Fotógrafo lançará livro com primeiras fotos de garimpo
Serra Pelada é conhecida por fotos históricas de um formigueiro humano dentro da cratera de exploração de ouro. O fotógrafo André Dusek (63 anos), o primeiro profissional brasileiro a registrar essa “cena babilônica”, como ele mesmo a denomina, deve lançar em janeiro um livro com fotografias históricas de Serra Pelada em três épocas: 1980, 1996 e 2019. A previsão dele é de que o lançamento do livro ocorra em Brasília, Florianópolis, São Paulo e Rio de Janeiro.
Dusek conseguiu seu primeiro acesso livre à Serra Pelada, em 1980, enquanto fazia um trabalho para o Correio Braziliense, em outro garimpo, em Conceição do Araguaia, no Sul do Pará. Anos depois, trabalhou também para veículos de circulação nacional, como o Estado de S. Paulo e a revista IstoÉ.
A autorização ocorreu após um encontro rápido com o Major Curió, como ficou conhecido Sebastião Rodrigues de Moura, que ficou conhecido no Norte do país por ter sido o comandante da ação que exterminou a Guerrilha do Araguaia, em 1974. Quando o governo quis “organizar” a exploração do ouro em Serra Pelada, Curió foi destacado como interventor, em maio de 1980. Era a única autoridade civil e militar na região.
Acompanhado de Curió, o fotógrafo chegou de helicóptero a Serra Pelada. Como havia usado boa parte dos filmes de sua máquina fotográfica em outra reportagem, Dusek, que tinha 23 anos na época, seguiu para o maior garimpo a céu aberto do mundo com muito frio na barriga e uma vontade enorme de fotografar todos os detalhes possíveis.

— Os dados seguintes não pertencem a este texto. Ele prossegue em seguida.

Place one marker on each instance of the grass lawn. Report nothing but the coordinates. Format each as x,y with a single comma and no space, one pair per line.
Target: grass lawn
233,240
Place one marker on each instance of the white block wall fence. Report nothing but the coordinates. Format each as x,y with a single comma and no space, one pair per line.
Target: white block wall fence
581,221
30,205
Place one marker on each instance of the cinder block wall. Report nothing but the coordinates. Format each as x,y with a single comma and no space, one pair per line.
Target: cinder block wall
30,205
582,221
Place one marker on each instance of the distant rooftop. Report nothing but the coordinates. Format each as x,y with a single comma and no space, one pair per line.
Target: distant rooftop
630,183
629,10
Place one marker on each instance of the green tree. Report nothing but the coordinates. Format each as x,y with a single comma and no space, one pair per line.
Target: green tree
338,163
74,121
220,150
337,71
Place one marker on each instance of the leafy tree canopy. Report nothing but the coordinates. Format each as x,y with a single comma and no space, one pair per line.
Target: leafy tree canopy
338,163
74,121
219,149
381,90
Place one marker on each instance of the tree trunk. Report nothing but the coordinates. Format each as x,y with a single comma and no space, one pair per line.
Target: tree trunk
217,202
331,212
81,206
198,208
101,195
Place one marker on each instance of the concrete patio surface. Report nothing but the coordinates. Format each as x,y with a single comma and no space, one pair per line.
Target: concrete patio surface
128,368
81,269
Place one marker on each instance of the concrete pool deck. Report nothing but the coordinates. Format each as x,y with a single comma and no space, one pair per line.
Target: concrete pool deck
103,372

Ficou dois dias no local.
— Talvez, seja um dos trabalhos mais importantes da minha vida. Só tinha 5 filmes de 20 poses, ou seja, 100 chapas para fazer as fotos. Tinha mais um filme de 36 fotos coloridas. Essa foto mesma eu só fiz uma, disse ele, referindo-se à fotografia do formigueiro humano na cratera de exploração de ouro.
Em 1981, o fotógrafo fez uma exposição na Aliança Francesa e publicou parte de seu material na revista francesa de fotorreportagem. Fez uma seleção minuciosa e, para o seu novo livro, pretende construir um trabalho que reúna o seu retorno à região nos anos 1996 e 2019.

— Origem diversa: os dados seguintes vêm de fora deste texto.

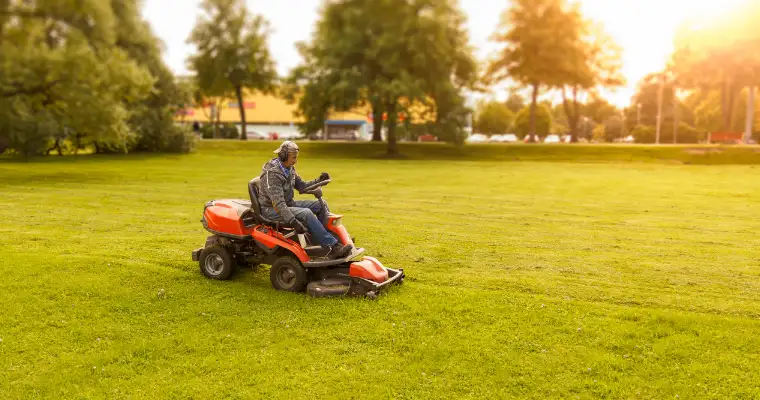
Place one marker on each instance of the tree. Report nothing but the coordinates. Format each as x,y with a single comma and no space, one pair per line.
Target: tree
598,109
389,54
720,56
614,128
540,124
233,53
538,36
515,102
592,62
494,117
65,73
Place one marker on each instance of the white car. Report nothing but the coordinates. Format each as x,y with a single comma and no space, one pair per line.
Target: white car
477,138
510,138
552,139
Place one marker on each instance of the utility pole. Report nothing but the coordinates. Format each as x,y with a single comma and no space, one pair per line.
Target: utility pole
750,115
659,106
675,115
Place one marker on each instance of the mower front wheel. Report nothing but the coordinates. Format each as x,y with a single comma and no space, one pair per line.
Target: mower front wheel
288,274
216,263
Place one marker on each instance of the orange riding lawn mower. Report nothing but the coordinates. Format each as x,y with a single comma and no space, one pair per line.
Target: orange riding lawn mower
242,236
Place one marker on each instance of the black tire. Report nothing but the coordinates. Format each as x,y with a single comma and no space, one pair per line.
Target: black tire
287,274
217,263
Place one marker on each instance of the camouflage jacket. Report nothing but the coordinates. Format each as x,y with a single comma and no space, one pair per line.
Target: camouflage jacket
277,184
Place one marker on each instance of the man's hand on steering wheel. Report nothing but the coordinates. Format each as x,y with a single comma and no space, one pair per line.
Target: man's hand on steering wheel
299,227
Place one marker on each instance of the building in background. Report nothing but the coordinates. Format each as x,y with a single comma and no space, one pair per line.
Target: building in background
271,117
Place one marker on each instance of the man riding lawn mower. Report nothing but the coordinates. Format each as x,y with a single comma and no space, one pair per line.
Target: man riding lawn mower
306,245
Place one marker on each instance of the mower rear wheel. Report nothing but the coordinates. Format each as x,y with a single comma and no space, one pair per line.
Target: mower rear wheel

— No garimpo de ouro, as pessoas ficam obcecadas. É como se estivessem em um jogo. Começam a tirar ouro e não querem parar. Estive lá e presenciei isso, na época. Foi algo muito emocionante. Não estava ali para procurar ouro, queria era fazer foto boa, conta Dusek.
Na história
O tenente-coronel Sebastião Rodrigues Moura era um nome pouco conhecido nos garimpos do Pará, nos anos 1980. A mesma pessoa usou nomes falsos durante oito anos: Marco Antônio Luchini e Major Curió. Ele foi agente do Sistema Nacional de Informação (SNI) e comandou as operações oficiais em Serra Pelada. Hoje, aos 81 anos, vive com o auxílio de um profissional de saúde em uma casa no Lago Sul, em Brasília.
Com a promessa de ser a ponte entre garimpeiros e Estado, Curió proibiu a entrada de mulheres, cachaça e armas na zona de trabalho em Serra Pelada. Usou sua popularidade como major da região para chegar ao Congresso. Foi eleito deputado federal pelo Pará, em 15 de novembro de 1982, com 49.529 votos. Sua candidatura foi anunciada em maio daquele ano. Em Brasília, Curió tentou prolongar ao máximo a concessão de direitos ao trabalho manual dos garimpeiros.

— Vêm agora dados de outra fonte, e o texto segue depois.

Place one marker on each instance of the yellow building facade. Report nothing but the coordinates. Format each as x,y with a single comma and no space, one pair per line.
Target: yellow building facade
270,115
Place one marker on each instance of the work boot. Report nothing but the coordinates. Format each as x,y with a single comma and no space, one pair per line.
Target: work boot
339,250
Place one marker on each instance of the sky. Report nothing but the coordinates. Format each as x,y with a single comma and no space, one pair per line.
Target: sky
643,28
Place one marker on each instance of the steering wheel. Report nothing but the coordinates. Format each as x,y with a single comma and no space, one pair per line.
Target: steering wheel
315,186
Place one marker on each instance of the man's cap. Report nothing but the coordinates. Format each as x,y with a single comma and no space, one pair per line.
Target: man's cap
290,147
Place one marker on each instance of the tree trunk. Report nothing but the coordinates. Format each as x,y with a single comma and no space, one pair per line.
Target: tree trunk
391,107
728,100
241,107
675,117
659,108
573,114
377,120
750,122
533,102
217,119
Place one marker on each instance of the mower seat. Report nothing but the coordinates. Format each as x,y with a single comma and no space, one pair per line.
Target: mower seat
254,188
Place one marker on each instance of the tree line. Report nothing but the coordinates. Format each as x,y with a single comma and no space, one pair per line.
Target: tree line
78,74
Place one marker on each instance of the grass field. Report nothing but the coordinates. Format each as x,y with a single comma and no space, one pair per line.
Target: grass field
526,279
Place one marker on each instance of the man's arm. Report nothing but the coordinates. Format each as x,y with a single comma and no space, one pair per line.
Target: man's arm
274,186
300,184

Até 1984, o garimpo manual seguiu instável, passando por longos meses de fechamento. Em junho, o governo estendeu por mais cinco anos a chance de trabalho humano nos barrancos de Serra Pelada. Um churrasco com direito a fogos de artifício e à liberação da visita de mulheres foi realizado no povoado. Em entrevista à imprensa, Curió declarava que a questão estava resolvida, ou seja, que a lavra manual seria mantida.